Graham Coe, MBA’18
- Based in: Kingston, ON
- Current role: Managing Partner, Cityflats
- Previous education: Bachelor of Management and Organizational Studies, Western University
- Advice for future MBAs: It’s not just about employment or salary. I know those are things people look for when they are thinking about applying, but the program creates so many other opportunities—to really learn on campus, to network, to tap into the alumni network, to give back to current students. The whole experience delivers so much more than short-term career advancement.
“It rounded out my experience and my acumen in a much more holistic way.”
Graham Coe is a builder—literally and figuratively. As Managing Partner at Cityflats, a Kingston-headquartered private equity real estate investment firm, he and his business partner (and childhood friend) Pete Sauerbrei are constructing much-needed multi-residential housing stock in southeastern Ontario. As a boss, he’s setting strategy, creating jobs and working to cultivate the kind of workplace culture that keeps his growing team engaged and thriving. As a husband and father, he’s building a fulfilled life in a city he loves, consciously striving for a healthy balance of work, family and health.
And thanks to the Smith Full-Time MBA program, he’s doing it all with a full tool belt.
Graham came to the program after years of climbing the ranks in commercial real estate, a numbers-heavy career path that had taken him across Canada and to Asia. He was successful but felt a bit stuck: “I reached a point where I needed something to accelerate my career,” he recalls. What he needed were broader business skills and a solid foundation to someday create a venture of his own. An MBA would give him both.
It didn’t take much research for him to set his sights on Smith: He’d grown up in Kingston (and attended high school next door to Goodes Hall), so Queen’s had a personal pull. Furthermore, the full-on format of the full-time program seemed to check all the boxes that mattered most: “I wanted to immerse myself and extract the most out of it, in terms of building relationships with faculty, the alumni network and the people that I’d be lucky enough to go to school with,” he says. “I saw it as a great opportunity to increase my pedigree.”
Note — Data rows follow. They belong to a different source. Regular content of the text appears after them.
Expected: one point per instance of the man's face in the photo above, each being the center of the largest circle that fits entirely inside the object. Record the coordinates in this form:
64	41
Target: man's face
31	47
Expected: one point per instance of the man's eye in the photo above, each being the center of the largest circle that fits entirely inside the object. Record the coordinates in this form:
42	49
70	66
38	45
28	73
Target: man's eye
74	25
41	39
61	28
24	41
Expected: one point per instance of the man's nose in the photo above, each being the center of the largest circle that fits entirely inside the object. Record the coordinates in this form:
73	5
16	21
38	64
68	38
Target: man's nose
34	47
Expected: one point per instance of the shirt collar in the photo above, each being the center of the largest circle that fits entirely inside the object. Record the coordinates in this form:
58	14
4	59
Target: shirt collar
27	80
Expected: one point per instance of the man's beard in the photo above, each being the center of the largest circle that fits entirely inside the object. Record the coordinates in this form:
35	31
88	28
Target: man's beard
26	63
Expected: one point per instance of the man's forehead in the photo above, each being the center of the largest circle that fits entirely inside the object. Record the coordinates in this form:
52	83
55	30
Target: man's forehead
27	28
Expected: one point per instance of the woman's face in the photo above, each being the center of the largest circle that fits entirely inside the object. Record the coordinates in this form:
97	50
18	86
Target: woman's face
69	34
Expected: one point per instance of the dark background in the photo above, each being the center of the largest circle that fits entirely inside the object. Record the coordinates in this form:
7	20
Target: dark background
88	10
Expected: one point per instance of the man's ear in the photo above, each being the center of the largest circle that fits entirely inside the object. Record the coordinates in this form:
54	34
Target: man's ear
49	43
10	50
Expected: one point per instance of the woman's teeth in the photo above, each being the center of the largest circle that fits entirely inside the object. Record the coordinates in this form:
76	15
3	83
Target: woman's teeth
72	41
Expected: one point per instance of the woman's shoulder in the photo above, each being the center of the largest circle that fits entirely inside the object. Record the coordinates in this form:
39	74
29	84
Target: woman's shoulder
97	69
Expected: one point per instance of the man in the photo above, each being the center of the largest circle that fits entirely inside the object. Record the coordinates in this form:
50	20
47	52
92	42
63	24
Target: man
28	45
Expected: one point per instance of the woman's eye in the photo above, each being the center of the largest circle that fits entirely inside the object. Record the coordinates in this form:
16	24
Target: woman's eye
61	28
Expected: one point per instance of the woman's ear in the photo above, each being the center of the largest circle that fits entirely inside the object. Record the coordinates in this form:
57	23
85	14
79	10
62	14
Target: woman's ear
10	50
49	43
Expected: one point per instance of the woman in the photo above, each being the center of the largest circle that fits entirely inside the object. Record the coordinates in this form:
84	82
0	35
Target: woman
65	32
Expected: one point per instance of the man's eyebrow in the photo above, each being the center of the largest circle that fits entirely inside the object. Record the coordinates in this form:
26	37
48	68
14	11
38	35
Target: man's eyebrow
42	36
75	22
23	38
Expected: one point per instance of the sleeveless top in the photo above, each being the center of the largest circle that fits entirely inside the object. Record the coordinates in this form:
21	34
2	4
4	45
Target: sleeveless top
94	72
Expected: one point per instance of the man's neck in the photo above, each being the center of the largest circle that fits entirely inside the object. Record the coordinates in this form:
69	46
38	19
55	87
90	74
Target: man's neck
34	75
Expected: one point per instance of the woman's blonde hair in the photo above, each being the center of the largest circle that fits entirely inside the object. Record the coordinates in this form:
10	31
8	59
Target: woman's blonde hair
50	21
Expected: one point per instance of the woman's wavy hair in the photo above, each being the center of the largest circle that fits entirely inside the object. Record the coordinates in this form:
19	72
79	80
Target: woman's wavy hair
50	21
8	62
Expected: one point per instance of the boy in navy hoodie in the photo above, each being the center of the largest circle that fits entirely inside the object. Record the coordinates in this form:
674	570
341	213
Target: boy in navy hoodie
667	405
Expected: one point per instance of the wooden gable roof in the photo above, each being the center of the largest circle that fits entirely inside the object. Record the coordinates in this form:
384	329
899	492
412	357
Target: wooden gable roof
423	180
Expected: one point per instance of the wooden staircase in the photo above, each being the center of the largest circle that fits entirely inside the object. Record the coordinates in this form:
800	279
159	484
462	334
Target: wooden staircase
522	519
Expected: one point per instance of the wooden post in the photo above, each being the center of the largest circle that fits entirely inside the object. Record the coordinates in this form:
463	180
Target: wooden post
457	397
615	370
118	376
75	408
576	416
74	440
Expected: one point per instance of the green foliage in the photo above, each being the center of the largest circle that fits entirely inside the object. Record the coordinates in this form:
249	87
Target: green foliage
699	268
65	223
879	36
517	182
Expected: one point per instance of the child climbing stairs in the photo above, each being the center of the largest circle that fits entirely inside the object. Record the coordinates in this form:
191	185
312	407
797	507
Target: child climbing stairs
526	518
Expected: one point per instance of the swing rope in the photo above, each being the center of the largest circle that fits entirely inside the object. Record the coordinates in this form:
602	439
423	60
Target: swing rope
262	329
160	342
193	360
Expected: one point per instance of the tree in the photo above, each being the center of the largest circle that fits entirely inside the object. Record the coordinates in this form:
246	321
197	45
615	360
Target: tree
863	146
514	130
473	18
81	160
Upon acceptance into the program, Graham earned a Stephen J. R. Smith MBA Scholarship, which granted him the financial breathing room to leave his day job and relocate back to Kingston for the duration of the program. The scholarship was a major confidence-booster—especially since it came at the beneficence of a Canadian real-estate trailblazer. “Recognition from the scholarship committee and faculty that my background and experience would bring value to the program meant a lot to me,” he says. “It was very special.”
Graham started the program in January of 2017 and hit the ground running. Some elements of the educational experience felt familiar: Having studied and worked in finance, for instance, he was very comfortable tackling the more brass-tacks corners of the curriculum. Others were more of a stretch: Graham chose to specialize in entrepreneurship and innovation, which challenged his brain in fresh and exciting ways. “That type of coursework was totally new to me,” he says. “It was great to interact with instructors and professors, especially those who were past entrepreneurs themselves. I found it fascinating.”
Underpinning it all was the unmistakable—and infectious—commitment of his classmates and instructors. He recalls the energy of sitting around a table in Goodes Hall with his teammates late at night, hustling to make an assignment the best it could be, and realizing that the building was full of like-minded go-getters striving for the same. “Imagine being surrounded by dozens of incredibly smart and interesting people from all around the world, all of you excited to be there, all of you going above and beyond,” he says. “That’s an experience you can’t get elsewhere.”
As Graham works to grow Cityflats—which he and Pete launched two years after graduating—moments like that are a motivator. It’s just one way his MBA experience informs his day-to-day life. (Another? The company often works with Smith MBA students on projects, and provides internships and consulting work to undergrads, too.) “I started the program not knowing how I would do,” he reflects. “By the end of it, I’d learned just how much success you can have if you apply yourself and commit fully to something—and how great of an experience it can be.”